Think Finance allegedly violated state lending laws by using “rent-a-tribes” and “rent-a-banks” for cover, The Huffington Post reported. A rent-a-tribe is a Native American nation that is not subject to state laws under treaties. A rent-a-bank is a financial institution that provides cover for illegal lending.

Elevate has apparently created pools of subprime consumer loans that BOFI has been financing. Aurelius describes these loan pools as “toxic.”


Toxic Small Business Loans – Aurelius also accused Bank of Internet of originating “hundreds of millions of dollars” worth of highly suspect loans to small businesses. Most of these were issued by the shaky online small-business lender On Deck Capital (NYSE: ONDK).

OnDeck is currently in pretty sorry shape according to ycharts. It reported a profit margin of -20.09%, a free cash flow of $13.73 million and a net income of -$8.503 million on March 31, 2016. Not surprisingly, OnDeck’s stock is on a fast drop to the junk pile; it was trading at $5.04 a share on June 3, 2016.

Partners like that seem to validate Aurelius’ concerns about BOFI. Aurelius thinks that Bank of Internet could be exposed to up to $300 million worth of loans from On Deck. OnDeck generated $83.92 million in cash from financing and $110.62 million in cash from operations during first quarter 2016.

Questionable Loan Pools – Aurelius thinks that Bank of Internet is exposed to around $1 billion from questionable loan pools.

This is dangerous because BOFI reported TTM revenues of just $306.75 million, a net income of $113.96 million and a free cash flow of just $29.83 million on March 31, 2016. If Aurelius is right, the questionable loan exposure is nearly 10 times the free cash flow; over three times the TTM revenue and nearly 70 times the free cash flow.

Aurelius accused BOFI of renting On Deck its federal bank charter in an effort to get around state lending laws. Under the arrangement BOFI; originates loans and sells them to On Deck, which resells the loans to investors. This arrangement will soon but Aurelius estimated the volume of BOFI’s On Deck production for 2015 at $231 million.

Obviously a big danger here is that there might be other loan pools that we are not aware of. These are simply the arrangements that Aurelius was able to identify.


Why BOFI is the Most Dangerous Bank in America

Perhaps the most frightening thing about Bank of Internet is this statement made by Aurelius:

“Having used government guaranteed deposits to, in my opinion, turn itself into a giant and highly levered junk bond fund, BOFI investors now have massive exposure (believed to represent roughly 150% of tangible equity) to opaque loan pools.”

These revelations show us that investors need to be concerned about Bank of Internet and other next generation financial institutions. Instead of being cutting-edge finance; these institutions are simply a scheme to repackage non-bank loans and other weapons of financial mass destruction as bank loans.

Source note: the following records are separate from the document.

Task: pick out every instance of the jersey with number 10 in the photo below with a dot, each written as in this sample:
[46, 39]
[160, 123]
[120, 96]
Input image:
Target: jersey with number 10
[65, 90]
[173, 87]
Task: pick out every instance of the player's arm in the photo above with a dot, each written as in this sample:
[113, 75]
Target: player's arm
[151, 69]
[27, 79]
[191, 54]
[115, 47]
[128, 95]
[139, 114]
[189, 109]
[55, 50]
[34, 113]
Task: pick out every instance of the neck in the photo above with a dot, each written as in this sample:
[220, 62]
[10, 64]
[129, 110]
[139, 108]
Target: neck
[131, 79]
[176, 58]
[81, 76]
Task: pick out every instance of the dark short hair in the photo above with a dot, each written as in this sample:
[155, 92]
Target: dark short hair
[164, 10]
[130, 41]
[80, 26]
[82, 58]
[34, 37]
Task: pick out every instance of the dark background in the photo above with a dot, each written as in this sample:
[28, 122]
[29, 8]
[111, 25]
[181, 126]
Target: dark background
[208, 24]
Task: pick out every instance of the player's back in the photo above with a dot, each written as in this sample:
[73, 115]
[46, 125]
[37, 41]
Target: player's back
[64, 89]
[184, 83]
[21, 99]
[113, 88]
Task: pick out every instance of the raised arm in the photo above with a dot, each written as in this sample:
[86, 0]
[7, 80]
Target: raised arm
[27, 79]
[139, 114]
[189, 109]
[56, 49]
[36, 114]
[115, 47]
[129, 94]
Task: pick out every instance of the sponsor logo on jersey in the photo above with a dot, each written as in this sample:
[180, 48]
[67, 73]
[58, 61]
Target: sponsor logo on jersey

Like the financial weapons of mass destruction of the last decade. These instruments could trigger a financial meltdown, that could burst the ongoing tech and unicorn bubbles and trigger a bear market in stocks. One has to wonder when financial regulators will pull the plug on BOFI’s shenanigans.

Investors need to stay far away from BOFI; unless of course they are looking for a stock to short. It is about to be destroyed by the weapons of financial mass destruction, its executives are playing with.